A little app that reads all the names of all the politicians in the world and publishes them in a single CSV file.
The data comes from the EveryPolitician project.
The file of names is published here: https://everypolitician.github.io/everypolitician-names/names.csv -- be careful, that's quite a big file because there are lots of politicians!
That file is actually names.csv
in the gh_pages
branch of this repo.
The EveryPoliticianBot has blogged about everypolitician-names
.
All the politicians' names that are in the EveryPolitician data. Some polticians have more than one name. Often a politician has more than one name because it's written in more than one language.
The CSV (comma separated values) file has a header line, and then one line for every name. There are four values on each line:
-
id
-- a unique id for the politician, that you can use to determine when two or more names are for the same politician (if you need to know). You can also use this to match it with other data from EveryPolitician. -
name
-- the name of the politician. -
country
andlegislature
-- so you can tell which country and legislature this politician is from.
That's all -- if you need richer data (for example, you really need to know what language a name is in), it's all avalailable from EveryPolitician.org (look in the Popolo JSON for the full details).
We're actually running this as a wee Sinatra app on Heroku that runs whenever
EveryPolitician's data updates (the app is subscribed to
EveryPolitician's update alerts),
which gets that latest data and compiles it into a new names.csv
file which
it then commits to its own gh_pages
branch, so it's automagically
published in GitHub pages. Yeah.
First you'll need make sure you've got a couple of system packages installed:
- ruby >= 2.0.0 (
brew install ruby
on a mac) - redis (
brew install redis
on a mac)
Then you'll need to install some required gems:
gem install bundler foreman
If installing gems fails with a permissions error you may need to prefix the
command with sudo
.
Next clone the repository from GitHub and change into the cloned directory:
git clone https://github.com/everypolitician/everypolitician-names.git
cd everypolitician-names
Now you need to install the project dependencies with bundler:
bundle install
Finally you'll need to
create a Personal Access Token on GitHub.
The default scopes are fine.
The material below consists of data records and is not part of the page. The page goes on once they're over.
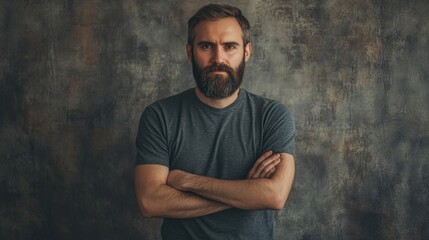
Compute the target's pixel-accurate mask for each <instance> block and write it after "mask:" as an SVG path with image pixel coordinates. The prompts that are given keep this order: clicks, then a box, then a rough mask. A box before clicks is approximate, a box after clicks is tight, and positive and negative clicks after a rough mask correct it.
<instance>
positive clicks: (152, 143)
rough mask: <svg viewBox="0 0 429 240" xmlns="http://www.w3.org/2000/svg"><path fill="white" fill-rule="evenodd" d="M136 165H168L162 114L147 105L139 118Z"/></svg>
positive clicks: (136, 143) (166, 148)
mask: <svg viewBox="0 0 429 240" xmlns="http://www.w3.org/2000/svg"><path fill="white" fill-rule="evenodd" d="M136 147H137V157H136V163H135V164H136V165H139V164H160V165H164V166H167V167H168V166H169V157H168V156H169V155H168V147H167V137H166V131H165V127H164V121H163V118H162V114H160V112H157V111H156V110H155V109H154V108H153V107H151V106H149V107H147V108H146V109H145V110H144V111H143V114H142V116H141V118H140V123H139V127H138V132H137V138H136Z"/></svg>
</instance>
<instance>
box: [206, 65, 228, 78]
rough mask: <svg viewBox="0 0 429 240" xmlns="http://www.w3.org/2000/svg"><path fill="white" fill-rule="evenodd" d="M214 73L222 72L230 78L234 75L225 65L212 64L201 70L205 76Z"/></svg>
mask: <svg viewBox="0 0 429 240" xmlns="http://www.w3.org/2000/svg"><path fill="white" fill-rule="evenodd" d="M214 71H224V72H227V73H228V74H229V75H230V76H233V75H234V69H232V68H231V67H229V66H227V65H225V64H213V65H211V66H208V67H205V68H204V69H203V73H206V74H207V73H210V72H214Z"/></svg>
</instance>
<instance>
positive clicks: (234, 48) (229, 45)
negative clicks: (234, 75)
mask: <svg viewBox="0 0 429 240" xmlns="http://www.w3.org/2000/svg"><path fill="white" fill-rule="evenodd" d="M235 48H236V47H235V46H234V45H225V49H226V50H234V49H235Z"/></svg>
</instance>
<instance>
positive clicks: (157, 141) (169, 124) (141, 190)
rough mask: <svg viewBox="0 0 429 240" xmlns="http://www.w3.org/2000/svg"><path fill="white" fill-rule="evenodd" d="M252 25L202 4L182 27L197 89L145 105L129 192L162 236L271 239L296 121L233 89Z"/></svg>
mask: <svg viewBox="0 0 429 240" xmlns="http://www.w3.org/2000/svg"><path fill="white" fill-rule="evenodd" d="M249 29H250V27H249V23H248V21H247V19H246V18H245V17H244V16H243V15H242V14H241V11H240V10H239V9H237V8H235V7H231V6H227V5H214V4H211V5H207V6H205V7H203V8H201V9H200V10H199V11H198V12H197V13H196V14H195V15H194V16H192V17H191V18H190V19H189V22H188V42H187V44H186V53H187V56H188V58H189V61H190V62H191V63H192V68H193V74H194V78H195V82H196V85H197V86H196V87H195V88H192V89H189V90H187V91H184V92H182V93H180V94H178V95H175V96H172V97H169V98H166V99H163V100H160V101H157V102H155V103H153V104H151V105H150V106H148V107H147V108H146V109H145V111H144V112H143V114H142V118H141V120H140V125H139V130H138V135H137V140H136V145H137V160H136V169H135V187H136V188H135V190H136V197H137V202H138V206H139V208H140V211H141V213H142V214H143V215H144V216H146V217H163V218H164V222H163V225H162V228H161V234H162V237H163V239H246V240H248V239H264V240H265V239H272V238H273V215H274V211H272V210H280V209H282V208H283V206H284V204H285V202H286V199H287V197H288V195H289V192H290V189H291V185H292V182H293V178H294V172H295V166H294V157H293V154H294V150H295V149H294V137H295V129H294V121H293V119H292V116H291V114H290V113H289V111H288V110H287V109H286V107H284V106H283V105H282V104H280V103H279V102H276V101H273V100H269V99H266V98H263V97H259V96H256V95H254V94H251V93H249V92H247V91H246V90H244V89H240V85H241V82H242V78H243V73H244V67H245V63H246V61H247V60H249V58H250V55H251V52H252V46H251V44H250V37H249V36H250V33H249Z"/></svg>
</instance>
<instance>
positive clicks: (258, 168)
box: [247, 151, 281, 178]
mask: <svg viewBox="0 0 429 240" xmlns="http://www.w3.org/2000/svg"><path fill="white" fill-rule="evenodd" d="M280 161H281V160H280V154H273V151H268V152H266V153H264V154H263V155H262V156H261V157H260V158H258V160H256V162H255V164H254V165H253V167H252V169H250V171H249V173H248V174H247V178H270V177H271V176H272V175H273V173H274V172H275V171H276V165H277V164H279V163H280Z"/></svg>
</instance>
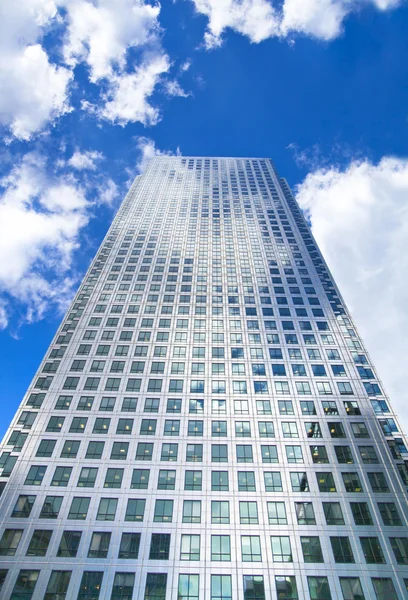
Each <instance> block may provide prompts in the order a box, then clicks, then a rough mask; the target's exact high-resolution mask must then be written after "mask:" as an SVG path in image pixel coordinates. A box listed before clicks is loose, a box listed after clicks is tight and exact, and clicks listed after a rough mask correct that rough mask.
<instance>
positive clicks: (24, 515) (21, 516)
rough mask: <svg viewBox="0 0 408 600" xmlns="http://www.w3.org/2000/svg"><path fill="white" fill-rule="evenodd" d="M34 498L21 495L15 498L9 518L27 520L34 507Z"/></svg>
mask: <svg viewBox="0 0 408 600" xmlns="http://www.w3.org/2000/svg"><path fill="white" fill-rule="evenodd" d="M34 502H35V496H26V495H21V496H19V497H18V498H17V501H16V503H15V505H14V508H13V512H12V513H11V516H12V517H14V518H18V519H27V518H28V517H29V516H30V514H31V510H32V508H33V506H34Z"/></svg>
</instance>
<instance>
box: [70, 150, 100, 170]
mask: <svg viewBox="0 0 408 600" xmlns="http://www.w3.org/2000/svg"><path fill="white" fill-rule="evenodd" d="M103 158H104V156H103V154H102V152H96V150H88V151H85V152H80V151H79V150H76V151H75V152H74V154H73V155H72V156H71V158H70V159H69V160H68V161H67V164H68V165H69V166H70V167H72V168H73V169H77V170H78V171H83V170H84V169H90V170H91V171H95V169H96V166H97V162H98V161H100V160H103Z"/></svg>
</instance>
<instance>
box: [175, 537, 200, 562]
mask: <svg viewBox="0 0 408 600" xmlns="http://www.w3.org/2000/svg"><path fill="white" fill-rule="evenodd" d="M180 560H200V536H199V535H182V536H181V548H180Z"/></svg>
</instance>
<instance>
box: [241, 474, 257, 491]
mask: <svg viewBox="0 0 408 600" xmlns="http://www.w3.org/2000/svg"><path fill="white" fill-rule="evenodd" d="M238 491H239V492H255V491H256V487H255V473H254V472H253V471H238Z"/></svg>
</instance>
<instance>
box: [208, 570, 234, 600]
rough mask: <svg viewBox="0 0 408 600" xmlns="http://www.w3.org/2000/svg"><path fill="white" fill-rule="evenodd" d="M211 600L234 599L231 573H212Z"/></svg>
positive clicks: (211, 579)
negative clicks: (221, 573)
mask: <svg viewBox="0 0 408 600" xmlns="http://www.w3.org/2000/svg"><path fill="white" fill-rule="evenodd" d="M211 600H232V582H231V575H211Z"/></svg>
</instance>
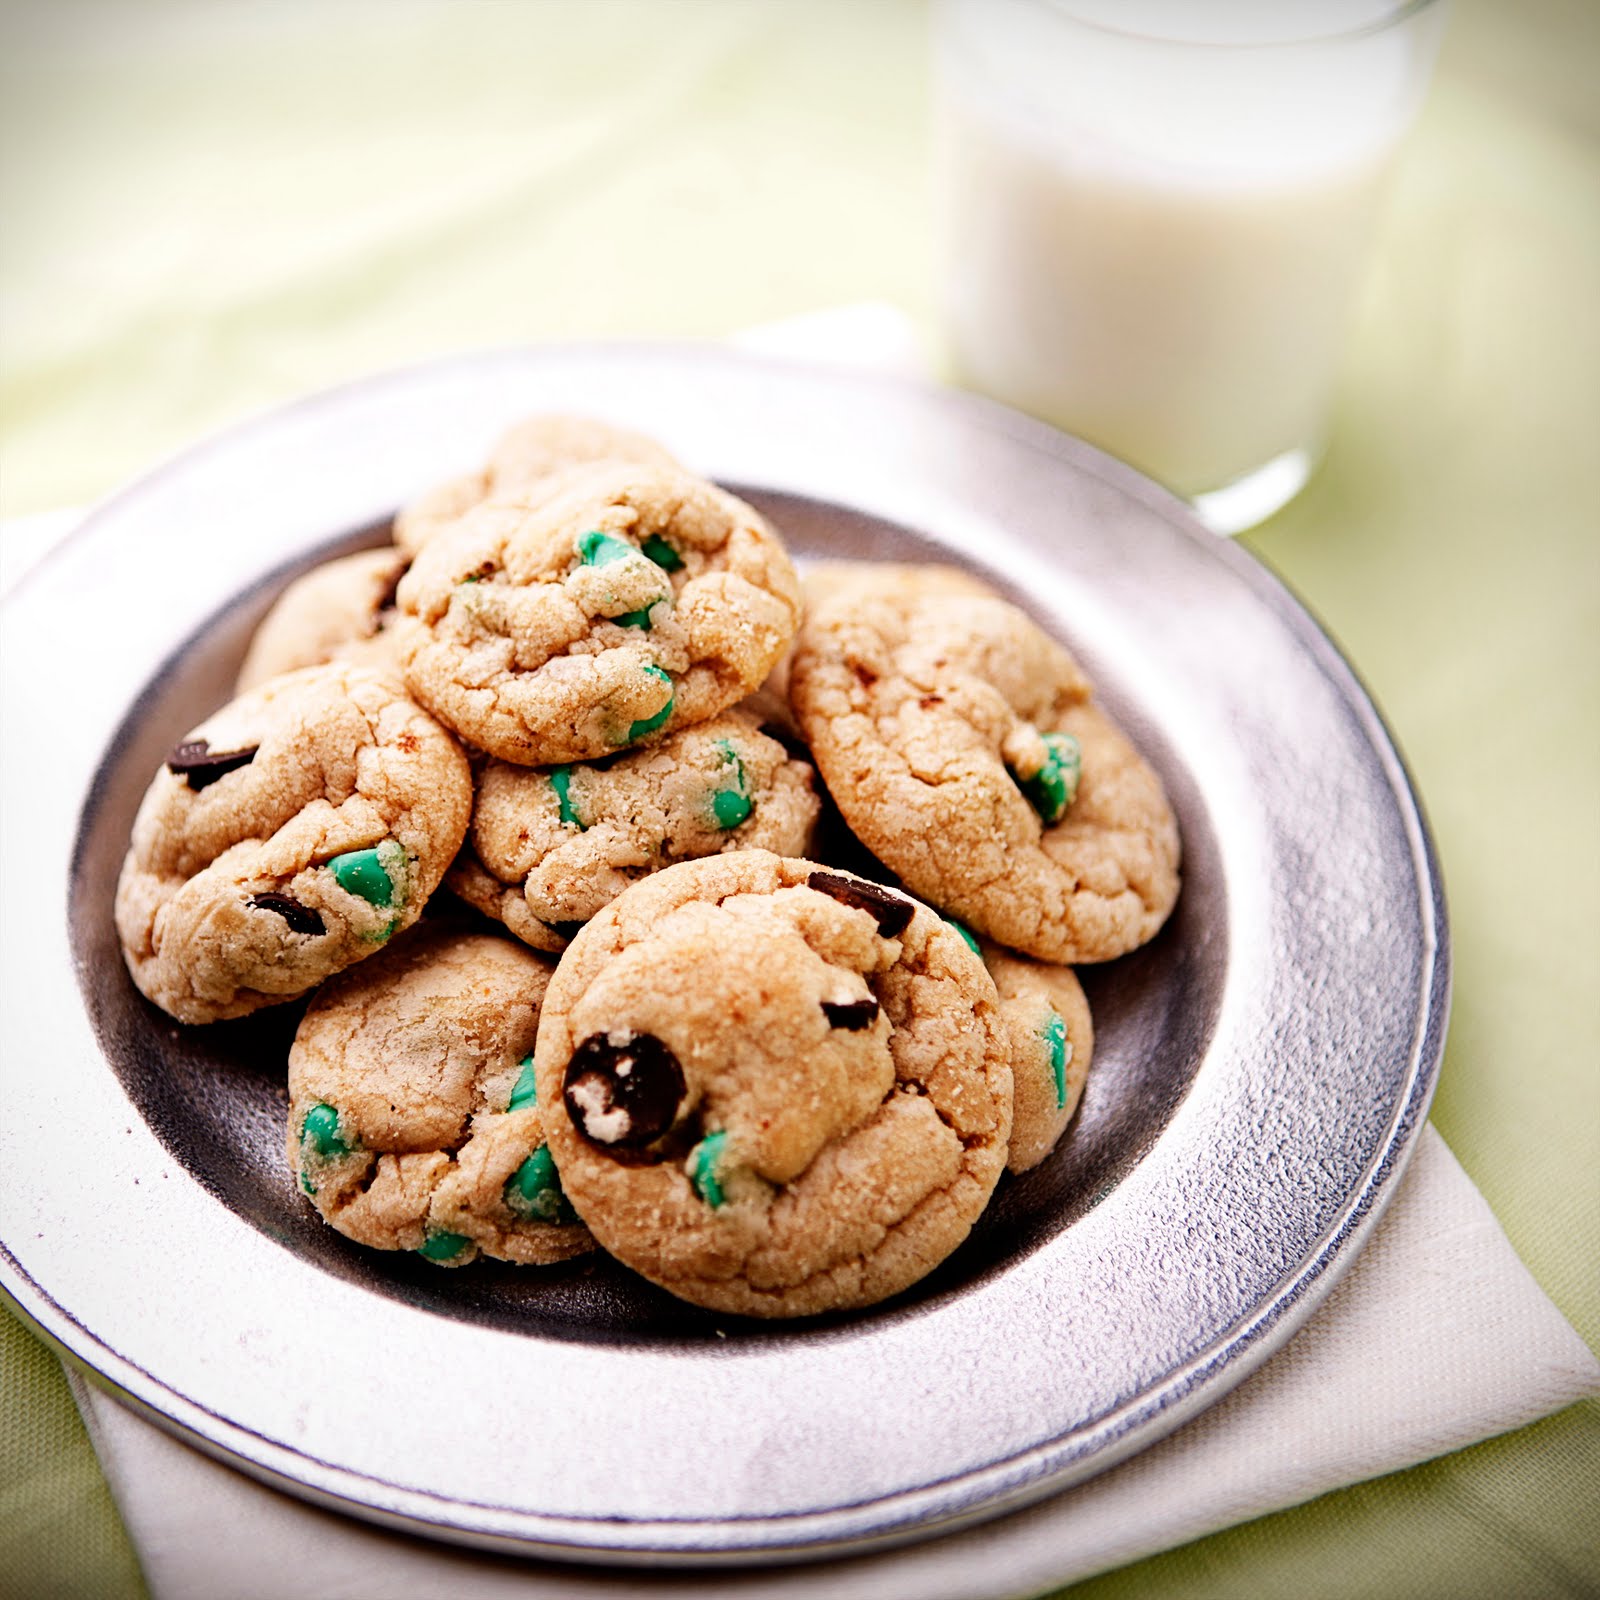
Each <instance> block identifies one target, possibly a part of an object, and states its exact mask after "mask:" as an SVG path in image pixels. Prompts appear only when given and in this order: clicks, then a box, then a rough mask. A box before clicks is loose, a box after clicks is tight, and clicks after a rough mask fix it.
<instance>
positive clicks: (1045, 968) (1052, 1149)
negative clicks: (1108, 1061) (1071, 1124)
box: [981, 942, 1094, 1173]
mask: <svg viewBox="0 0 1600 1600" xmlns="http://www.w3.org/2000/svg"><path fill="white" fill-rule="evenodd" d="M981 949H982V957H984V966H987V968H989V976H990V978H992V979H994V982H995V990H997V992H998V995H1000V1016H1002V1019H1003V1021H1005V1027H1006V1034H1008V1035H1010V1040H1011V1078H1013V1083H1014V1099H1013V1106H1011V1149H1010V1152H1008V1154H1006V1168H1008V1170H1010V1171H1013V1173H1026V1171H1027V1170H1029V1168H1030V1166H1037V1165H1038V1163H1040V1162H1042V1160H1043V1158H1045V1157H1046V1155H1050V1152H1051V1150H1053V1149H1054V1147H1056V1142H1058V1141H1059V1139H1061V1136H1062V1134H1064V1133H1066V1131H1067V1125H1069V1123H1070V1122H1072V1115H1074V1112H1075V1110H1077V1109H1078V1101H1080V1099H1082V1098H1083V1080H1085V1078H1086V1077H1088V1070H1090V1061H1091V1059H1093V1056H1094V1024H1093V1021H1091V1018H1090V1003H1088V1000H1086V998H1085V995H1083V986H1082V984H1080V982H1078V979H1077V973H1074V971H1072V968H1070V966H1051V965H1050V963H1046V962H1030V960H1029V958H1027V957H1026V955H1016V954H1014V952H1011V950H1002V949H1000V946H997V944H989V942H984V944H982V946H981Z"/></svg>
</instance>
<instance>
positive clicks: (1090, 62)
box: [936, 0, 1443, 533]
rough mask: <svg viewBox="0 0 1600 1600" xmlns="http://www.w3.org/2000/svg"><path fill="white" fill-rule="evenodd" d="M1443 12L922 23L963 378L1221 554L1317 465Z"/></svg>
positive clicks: (1166, 14) (1023, 14)
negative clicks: (1129, 485) (1221, 536)
mask: <svg viewBox="0 0 1600 1600" xmlns="http://www.w3.org/2000/svg"><path fill="white" fill-rule="evenodd" d="M1442 19H1443V5H1442V3H1435V0H1410V3H1405V0H939V8H938V26H936V53H938V54H936V69H938V74H936V75H938V90H939V91H938V106H939V120H938V168H939V174H941V179H939V192H941V205H942V219H941V230H942V235H944V238H942V253H944V262H946V314H947V328H949V334H950V347H952V357H954V362H955V368H957V376H958V378H960V379H962V381H963V382H966V384H968V386H971V387H974V389H979V390H982V392H986V394H990V395H994V397H995V398H998V400H1005V402H1006V403H1010V405H1016V406H1021V408H1022V410H1024V411H1032V413H1034V414H1035V416H1040V418H1045V419H1046V421H1050V422H1054V424H1056V426H1058V427H1062V429H1066V430H1069V432H1072V434H1078V435H1082V437H1083V438H1086V440H1090V442H1091V443H1094V445H1099V446H1101V448H1104V450H1107V451H1110V454H1114V456H1120V458H1122V459H1125V461H1128V462H1131V464H1133V466H1136V467H1139V469H1141V470H1144V472H1147V474H1149V475H1150V477H1154V478H1157V480H1158V482H1162V483H1165V485H1166V486H1168V488H1171V490H1174V491H1176V493H1178V494H1181V496H1184V498H1186V499H1189V501H1190V502H1192V504H1194V506H1195V509H1197V510H1198V514H1200V515H1202V518H1203V520H1205V522H1208V523H1210V525H1211V526H1214V528H1218V530H1219V531H1226V533H1235V531H1238V530H1240V528H1246V526H1250V525H1251V523H1254V522H1259V520H1261V518H1262V517H1266V515H1269V514H1270V512H1272V510H1277V507H1278V506H1282V504H1283V502H1285V501H1288V499H1290V498H1291V496H1293V494H1294V493H1298V490H1299V488H1301V485H1302V483H1304V482H1306V477H1307V475H1309V472H1310V469H1312V466H1314V464H1315V459H1317V456H1318V451H1320V448H1322V440H1323V430H1325V426H1326V414H1328V405H1330V397H1331V392H1333V379H1334V371H1336V366H1338V358H1339V347H1341V342H1342V334H1344V325H1346V320H1347V315H1349V309H1350V301H1352V296H1354V290H1355V288H1357V283H1358V278H1360V269H1362V262H1363V258H1365V248H1366V243H1368V238H1370V234H1371V226H1373V219H1374V214H1376V208H1378V202H1379V194H1381V189H1382V179H1384V174H1386V170H1387V168H1389V165H1390V157H1392V155H1394V152H1395V147H1397V144H1398V141H1400V136H1402V134H1403V131H1405V130H1406V126H1408V125H1410V122H1411V118H1413V117H1414V114H1416V109H1418V104H1419V101H1421V98H1422V91H1424V88H1426V83H1427V75H1429V70H1430V67H1432V59H1434V54H1435V48H1437V42H1438V32H1440V26H1442Z"/></svg>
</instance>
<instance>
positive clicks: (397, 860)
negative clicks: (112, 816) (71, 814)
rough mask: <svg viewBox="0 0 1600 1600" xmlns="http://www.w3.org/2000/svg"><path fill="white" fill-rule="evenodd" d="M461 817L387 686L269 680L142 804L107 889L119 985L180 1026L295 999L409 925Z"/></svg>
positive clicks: (309, 669)
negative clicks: (129, 979)
mask: <svg viewBox="0 0 1600 1600" xmlns="http://www.w3.org/2000/svg"><path fill="white" fill-rule="evenodd" d="M470 811H472V778H470V773H469V770H467V760H466V757H464V755H462V754H461V747H459V746H458V744H456V741H454V738H453V736H451V734H450V733H446V731H445V730H443V728H442V726H440V725H438V723H437V722H435V720H434V718H432V717H430V715H429V714H427V712H424V710H422V709H421V707H418V706H414V704H413V702H411V701H410V699H406V698H405V694H403V693H402V690H400V688H398V685H397V683H395V682H394V680H390V678H387V677H384V675H382V674H378V672H373V670H371V669H366V667H357V666H350V664H344V662H334V664H328V666H322V667H307V669H306V670H302V672H291V674H288V675H285V677H277V678H270V680H269V682H267V683H264V685H261V686H259V688H256V690H251V691H248V693H246V694H242V696H240V698H238V699H235V701H232V702H230V704H229V706H224V707H222V709H221V710H219V712H216V714H214V715H211V717H208V718H206V720H205V722H203V723H200V726H198V728H195V730H194V731H192V733H189V734H187V736H186V738H184V739H181V741H179V742H178V744H176V746H174V747H173V750H171V752H170V754H168V757H166V763H165V765H163V766H162V770H160V771H158V773H157V774H155V778H154V781H152V782H150V787H149V790H147V792H146V795H144V802H142V803H141V806H139V814H138V819H136V821H134V824H133V842H131V846H130V850H128V856H126V859H125V861H123V867H122V877H120V880H118V885H117V934H118V938H120V939H122V949H123V955H125V958H126V962H128V971H130V973H131V974H133V981H134V982H136V984H138V986H139V989H141V990H142V992H144V994H146V995H147V997H149V998H150V1000H154V1002H155V1003H157V1005H158V1006H162V1010H163V1011H166V1013H170V1014H171V1016H174V1018H176V1019H178V1021H179V1022H216V1021H221V1019H224V1018H232V1016H245V1014H246V1013H250V1011H256V1010H259V1008H261V1006H264V1005H274V1003H277V1002H280V1000H293V998H294V997H296V995H302V994H304V992H306V990H307V989H312V987H315V986H317V984H320V982H322V981H323V979H325V978H328V976H331V974H333V973H336V971H341V970H342V968H346V966H350V965H352V963H354V962H358V960H363V958H365V957H368V955H371V954H373V952H374V950H378V949H381V947H382V946H384V942H386V941H387V939H389V938H390V936H394V934H395V933H398V931H400V930H402V928H406V926H410V923H413V922H414V920H416V918H418V915H419V914H421V910H422V904H424V901H426V899H427V898H429V894H432V893H434V890H435V888H437V886H438V882H440V878H442V877H443V875H445V869H446V867H448V866H450V861H451V858H453V856H454V854H456V851H458V850H459V848H461V840H462V837H464V835H466V829H467V819H469V816H470Z"/></svg>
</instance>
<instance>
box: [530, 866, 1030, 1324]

Then copy .env.example
to .env
and add the generated access token.
cp .env.example .env
$EDITOR .env
# Replace 'replace_with_github_access_token' with an actual access token
To start the application's web and worker processes you can use foreman:
foreman start
Then to trigger a rebuild you can manually hit the /
endpoint (note this must
be a POST request, because we're anticipating this really coming from the
EveryPolitician app-manager, which sends POSTs):
curl -i -X POST http://localhost:5000/
The /
endpoint is registered to receive webhooks from EveryPolitician
whenever there's a change to
countries.json
.
When a webhook is received a NameCsvGenerator
background job is queued.
The NameCsvGenerator#perform
method does the bulk of the work. First it
clones the
everypolitician/everypolitician-names
repository, then it switches to the gh-pages
branch and runs the code in the
block that's passed to with_git_repo
. It pulls in each of the names.csv
files that EveryPolitician currently generates for each legislature, and writes
them out as one big CSV names.csv
into that gh_pages
branch.
Once the with_git_repo
block finishes, any changes to the cloned repository
are committed with the provided message and pushed back to GitHub.